The company said it has terminated agreements signed in November 2024 with Nihon Shipyard Co. and Mitsui & Co. for four 64,000 dwt dual-fuel Ultramax vessels.
In their place, Pacific Basin has ordered four conventionally fuelled Ultramax newbuildings of the latest fuel-efficient design for a total of $156.8 million, with deliveries scheduled between 2028 and mid-2029.
The agreement with Mitsui includes an option to acquire two methanol dual-fuel Ultramax vessels by February 2027, for delivery between April 2030 and March 2031.
Separately, the company has contracted Jiangmen Nanyang Ship Engineering Co., Ltd. to build two 40,000 dwt Handysize vessels for $59.6 million, due for delivery in the second half of 2028. These ships will follow the same fuel-efficient, open-hatch design as four Handysize vessels ordered in December 2025.
CEO Martin Fruergaard said:
“The disciplined renewal and growth of our fleet with modern, efficient ships is a core priority for Pacific Basin, so that we can continue to meet strong customer demand, comply with tightening fuel-efficiency regulations, increase our market outperformance and deliver long-term shareholder value. These newbuilding commitments align well with that priority, and the importance of having such vessels of super-efficient designs cannot be overstated in the current high-fuel-cost environment.

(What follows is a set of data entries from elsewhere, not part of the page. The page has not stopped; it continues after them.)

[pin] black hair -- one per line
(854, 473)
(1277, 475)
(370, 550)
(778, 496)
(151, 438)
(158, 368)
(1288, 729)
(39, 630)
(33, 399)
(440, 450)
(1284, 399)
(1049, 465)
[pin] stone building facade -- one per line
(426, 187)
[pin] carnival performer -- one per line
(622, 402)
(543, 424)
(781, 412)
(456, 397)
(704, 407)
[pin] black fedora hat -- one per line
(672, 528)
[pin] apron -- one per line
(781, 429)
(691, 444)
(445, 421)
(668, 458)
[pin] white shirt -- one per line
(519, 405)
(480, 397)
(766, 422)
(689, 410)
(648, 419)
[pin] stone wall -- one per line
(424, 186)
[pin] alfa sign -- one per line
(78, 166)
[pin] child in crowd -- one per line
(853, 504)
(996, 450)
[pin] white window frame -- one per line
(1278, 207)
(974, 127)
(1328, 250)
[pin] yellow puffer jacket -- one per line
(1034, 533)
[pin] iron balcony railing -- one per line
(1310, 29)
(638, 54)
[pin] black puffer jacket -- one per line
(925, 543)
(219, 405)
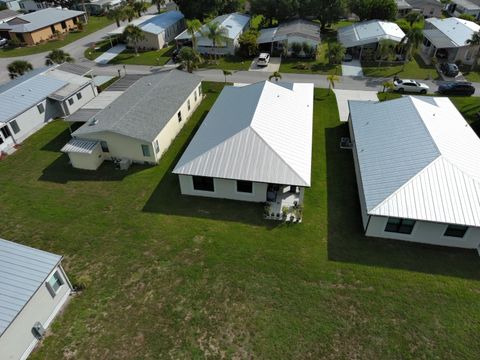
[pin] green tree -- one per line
(189, 58)
(134, 35)
(248, 43)
(217, 34)
(18, 68)
(193, 26)
(58, 56)
(374, 9)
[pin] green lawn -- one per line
(152, 57)
(415, 69)
(95, 23)
(170, 276)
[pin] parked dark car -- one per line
(450, 70)
(456, 88)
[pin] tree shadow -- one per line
(346, 240)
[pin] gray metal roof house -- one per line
(33, 289)
(137, 124)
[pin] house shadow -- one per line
(346, 240)
(167, 199)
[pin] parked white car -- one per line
(407, 85)
(263, 59)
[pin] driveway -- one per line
(344, 95)
(273, 65)
(352, 68)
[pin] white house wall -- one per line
(224, 189)
(18, 341)
(425, 232)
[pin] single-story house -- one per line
(459, 7)
(140, 124)
(417, 169)
(30, 101)
(295, 31)
(254, 145)
(158, 30)
(447, 39)
(235, 24)
(7, 15)
(33, 290)
(367, 34)
(41, 25)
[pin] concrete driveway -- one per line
(344, 95)
(273, 65)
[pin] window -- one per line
(402, 226)
(14, 126)
(54, 283)
(456, 231)
(244, 186)
(203, 183)
(104, 146)
(146, 150)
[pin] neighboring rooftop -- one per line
(418, 159)
(298, 27)
(39, 20)
(449, 32)
(22, 271)
(368, 32)
(145, 107)
(260, 132)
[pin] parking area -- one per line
(273, 65)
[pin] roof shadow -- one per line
(346, 240)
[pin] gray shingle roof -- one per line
(146, 107)
(22, 271)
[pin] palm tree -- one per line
(18, 68)
(193, 26)
(139, 7)
(331, 81)
(276, 75)
(226, 73)
(189, 58)
(58, 56)
(474, 43)
(117, 14)
(412, 17)
(134, 35)
(217, 34)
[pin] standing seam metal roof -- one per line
(22, 271)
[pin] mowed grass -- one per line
(95, 23)
(181, 277)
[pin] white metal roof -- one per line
(418, 159)
(260, 132)
(368, 32)
(456, 30)
(22, 271)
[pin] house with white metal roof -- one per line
(446, 39)
(33, 290)
(367, 34)
(158, 30)
(136, 125)
(41, 25)
(294, 31)
(254, 145)
(235, 24)
(417, 169)
(30, 101)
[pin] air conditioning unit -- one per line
(38, 330)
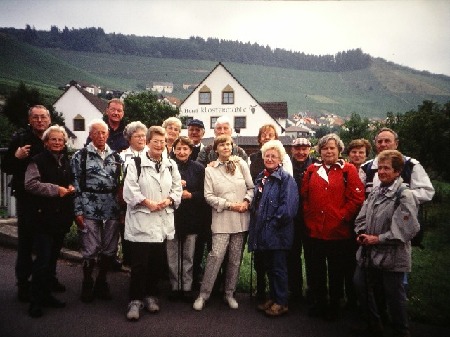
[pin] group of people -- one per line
(352, 219)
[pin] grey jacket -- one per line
(395, 227)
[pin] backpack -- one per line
(416, 241)
(406, 176)
(120, 200)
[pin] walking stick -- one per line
(251, 274)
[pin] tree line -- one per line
(212, 49)
(423, 133)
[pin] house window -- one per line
(240, 123)
(213, 122)
(78, 123)
(186, 122)
(228, 95)
(204, 96)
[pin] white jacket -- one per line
(141, 224)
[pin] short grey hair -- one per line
(97, 121)
(172, 120)
(331, 136)
(274, 144)
(222, 120)
(39, 106)
(55, 128)
(155, 130)
(132, 128)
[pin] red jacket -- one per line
(330, 206)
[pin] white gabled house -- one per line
(78, 108)
(221, 94)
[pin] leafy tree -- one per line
(145, 107)
(6, 130)
(19, 102)
(425, 134)
(355, 128)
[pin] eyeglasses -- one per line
(115, 109)
(271, 156)
(39, 117)
(162, 142)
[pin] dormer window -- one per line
(79, 123)
(204, 96)
(228, 95)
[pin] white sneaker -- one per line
(232, 303)
(199, 303)
(133, 310)
(151, 304)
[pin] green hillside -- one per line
(371, 92)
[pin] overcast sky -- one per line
(410, 33)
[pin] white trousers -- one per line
(220, 244)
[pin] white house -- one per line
(221, 94)
(162, 87)
(78, 108)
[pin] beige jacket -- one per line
(222, 188)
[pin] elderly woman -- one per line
(272, 224)
(172, 125)
(134, 133)
(229, 191)
(151, 196)
(180, 250)
(332, 194)
(49, 180)
(266, 133)
(385, 226)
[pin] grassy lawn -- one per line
(429, 282)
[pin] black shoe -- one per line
(87, 291)
(35, 310)
(116, 265)
(58, 287)
(175, 295)
(53, 302)
(317, 311)
(101, 290)
(188, 296)
(23, 292)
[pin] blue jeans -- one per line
(275, 262)
(367, 279)
(47, 247)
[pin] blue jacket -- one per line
(272, 212)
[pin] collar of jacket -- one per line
(91, 148)
(217, 162)
(340, 163)
(393, 188)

The transactions have been agreed on attractive terms in today’s market for newbuildings delivering in 2028 and first half 2029, and with shipbuilders of strong reputation who we know well.

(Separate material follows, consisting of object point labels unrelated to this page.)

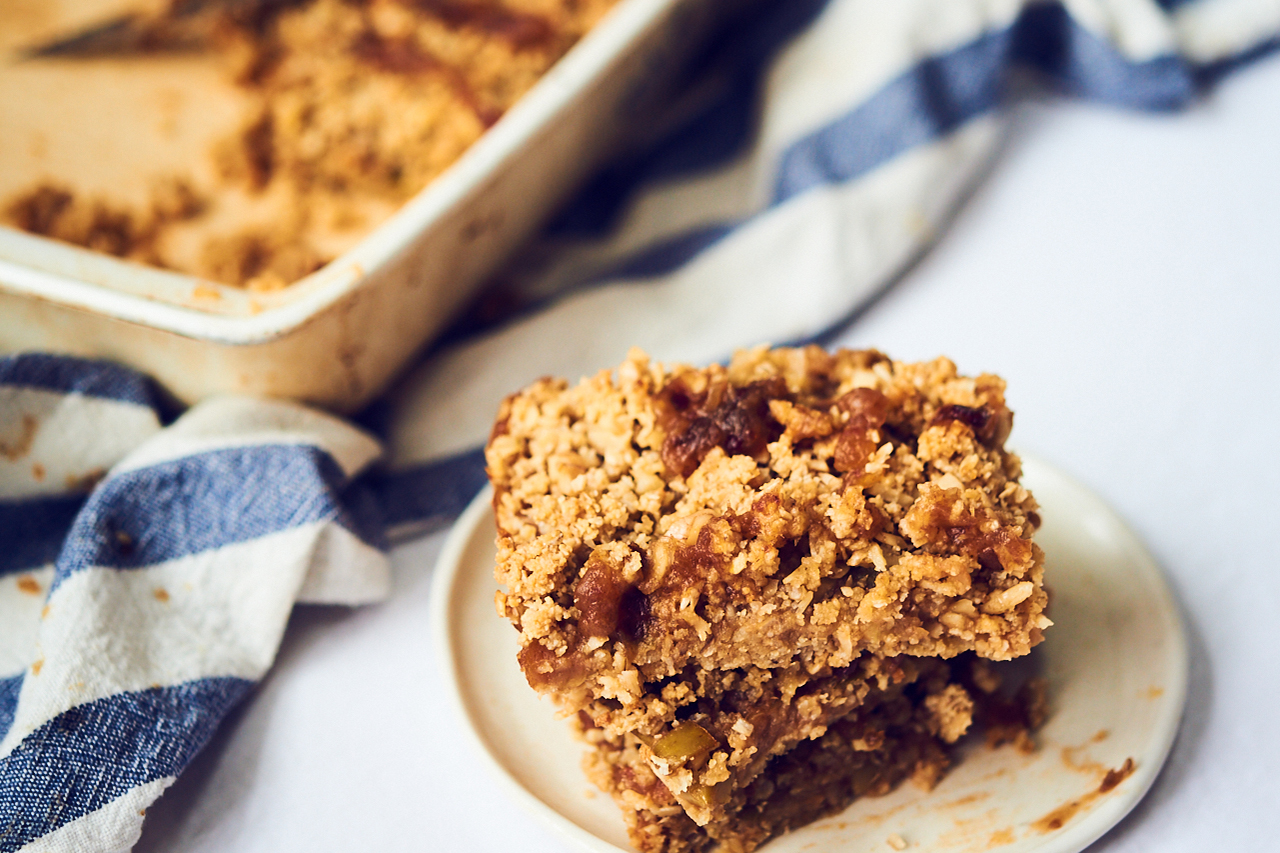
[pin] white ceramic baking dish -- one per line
(337, 337)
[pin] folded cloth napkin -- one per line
(149, 568)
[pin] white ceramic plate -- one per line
(1115, 661)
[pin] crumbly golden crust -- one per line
(713, 568)
(352, 106)
(891, 737)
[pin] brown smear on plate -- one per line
(1059, 817)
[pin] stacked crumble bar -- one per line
(750, 584)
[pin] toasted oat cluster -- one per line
(736, 578)
(350, 108)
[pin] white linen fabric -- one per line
(149, 566)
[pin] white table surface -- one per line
(1123, 273)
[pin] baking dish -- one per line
(337, 337)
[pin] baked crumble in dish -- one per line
(762, 591)
(346, 109)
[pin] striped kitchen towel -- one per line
(145, 580)
(147, 568)
(832, 141)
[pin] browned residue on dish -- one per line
(30, 585)
(1000, 838)
(1059, 817)
(977, 797)
(17, 447)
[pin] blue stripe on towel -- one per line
(91, 755)
(33, 529)
(65, 374)
(432, 495)
(1047, 39)
(944, 92)
(202, 502)
(9, 689)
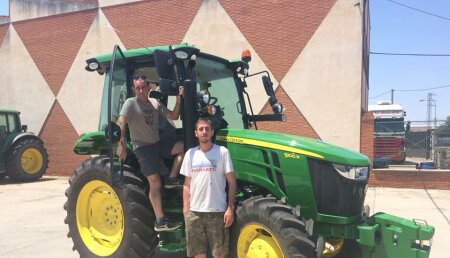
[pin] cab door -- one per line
(117, 94)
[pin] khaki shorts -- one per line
(203, 228)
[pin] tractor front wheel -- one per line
(27, 160)
(105, 221)
(266, 228)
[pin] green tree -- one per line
(444, 128)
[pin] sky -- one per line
(403, 30)
(405, 27)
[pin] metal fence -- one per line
(423, 143)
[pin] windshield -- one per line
(218, 79)
(209, 74)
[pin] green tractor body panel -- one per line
(319, 185)
(91, 143)
(8, 133)
(385, 235)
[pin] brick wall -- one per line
(278, 30)
(367, 127)
(154, 22)
(410, 179)
(3, 30)
(59, 136)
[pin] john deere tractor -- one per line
(23, 156)
(296, 197)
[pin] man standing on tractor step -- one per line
(207, 213)
(142, 115)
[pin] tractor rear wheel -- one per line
(27, 160)
(105, 221)
(266, 228)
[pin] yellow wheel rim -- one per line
(332, 247)
(256, 241)
(100, 219)
(31, 161)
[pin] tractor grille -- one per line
(335, 194)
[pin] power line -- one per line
(421, 11)
(425, 89)
(440, 87)
(408, 54)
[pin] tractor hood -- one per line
(293, 144)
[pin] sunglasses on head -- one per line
(137, 77)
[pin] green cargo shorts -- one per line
(203, 228)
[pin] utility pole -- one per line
(430, 104)
(392, 96)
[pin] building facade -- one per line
(315, 51)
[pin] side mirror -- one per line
(165, 65)
(155, 95)
(113, 131)
(268, 86)
(168, 87)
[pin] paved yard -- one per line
(32, 216)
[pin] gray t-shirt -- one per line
(143, 119)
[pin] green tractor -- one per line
(296, 197)
(23, 156)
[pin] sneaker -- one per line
(173, 183)
(167, 225)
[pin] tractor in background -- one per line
(23, 156)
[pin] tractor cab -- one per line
(213, 87)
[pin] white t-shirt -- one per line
(208, 181)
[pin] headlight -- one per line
(203, 97)
(353, 173)
(181, 54)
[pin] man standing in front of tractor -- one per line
(142, 115)
(207, 212)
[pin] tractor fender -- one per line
(24, 135)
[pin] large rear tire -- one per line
(27, 160)
(266, 228)
(105, 221)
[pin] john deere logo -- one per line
(291, 155)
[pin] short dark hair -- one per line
(206, 120)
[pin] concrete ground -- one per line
(32, 216)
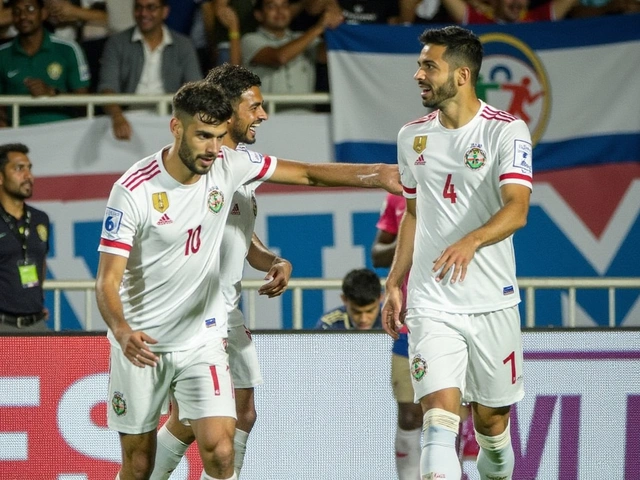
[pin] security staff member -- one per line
(24, 243)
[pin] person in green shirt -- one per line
(37, 63)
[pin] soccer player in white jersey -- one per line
(158, 282)
(467, 177)
(239, 241)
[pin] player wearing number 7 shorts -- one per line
(467, 176)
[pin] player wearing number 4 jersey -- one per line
(466, 172)
(158, 280)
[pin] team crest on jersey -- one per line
(54, 70)
(419, 143)
(475, 158)
(119, 404)
(215, 201)
(418, 368)
(43, 233)
(513, 79)
(160, 201)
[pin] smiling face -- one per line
(150, 15)
(247, 116)
(435, 77)
(28, 16)
(198, 145)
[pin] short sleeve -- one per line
(516, 155)
(120, 223)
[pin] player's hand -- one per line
(455, 258)
(277, 279)
(135, 347)
(390, 179)
(392, 314)
(37, 87)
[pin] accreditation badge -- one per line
(28, 273)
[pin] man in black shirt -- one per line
(24, 243)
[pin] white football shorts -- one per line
(199, 379)
(480, 353)
(243, 358)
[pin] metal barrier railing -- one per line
(162, 103)
(298, 285)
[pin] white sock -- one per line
(239, 447)
(408, 453)
(204, 476)
(439, 457)
(496, 458)
(169, 452)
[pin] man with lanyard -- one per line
(24, 233)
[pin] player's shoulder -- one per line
(141, 173)
(421, 123)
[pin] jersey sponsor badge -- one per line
(112, 221)
(419, 143)
(54, 70)
(119, 404)
(254, 204)
(160, 201)
(215, 200)
(418, 368)
(522, 156)
(43, 232)
(475, 157)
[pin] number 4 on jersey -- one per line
(449, 190)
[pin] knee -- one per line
(409, 416)
(246, 419)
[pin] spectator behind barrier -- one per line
(361, 297)
(283, 59)
(39, 64)
(148, 59)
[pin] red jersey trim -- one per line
(137, 178)
(114, 244)
(518, 176)
(265, 168)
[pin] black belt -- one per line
(21, 321)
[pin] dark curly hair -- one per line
(234, 80)
(203, 99)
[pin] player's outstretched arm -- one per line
(133, 344)
(278, 269)
(392, 317)
(376, 175)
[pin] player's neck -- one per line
(13, 206)
(459, 112)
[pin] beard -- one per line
(189, 159)
(441, 94)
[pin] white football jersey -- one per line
(236, 241)
(456, 175)
(171, 234)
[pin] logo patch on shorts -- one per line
(418, 368)
(119, 404)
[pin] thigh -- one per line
(437, 351)
(401, 379)
(243, 358)
(203, 385)
(136, 395)
(495, 376)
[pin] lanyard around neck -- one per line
(23, 232)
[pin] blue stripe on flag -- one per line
(546, 156)
(538, 35)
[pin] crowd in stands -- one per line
(51, 47)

Converting our order for four dual-fuel Ultramax newbuildings to conventionally-fuelled vessels reduces unnecessary near-term capital expenditure and is a financially prudent response to renewed uncertainty around the timing and final shape of a global regulatory framework to drive the maritime green fuel transition following the failure to adopt IMO’s previously agreed Net-Zero Framework (NZF) in October 2025 amid political divisions between member states.
While we expect a NZF-type global mechanism to be adopted in some form in due course and we remain committed to our decarbonisation journey, we believe it is in our shareholders’ best interests to avoid near-term investment in higher-cost dual-fuel vessels until clearer regulatory support emerges. The option to acquire two dual-fuel methanol newbuildings preserves our flexibility to re-enter that market at the appropriate time, while we continue to invest in energy-efficiency measures and position ourselves for priority access to alternative fuels and prepare for new and tighter greenhouse gas regulations ahead.”
Following the changes, Pacific Basin’s orderbook comprises six Handysize and four Ultramax newbuildings, alongside an option for two dual-fuel Ultramax vessels.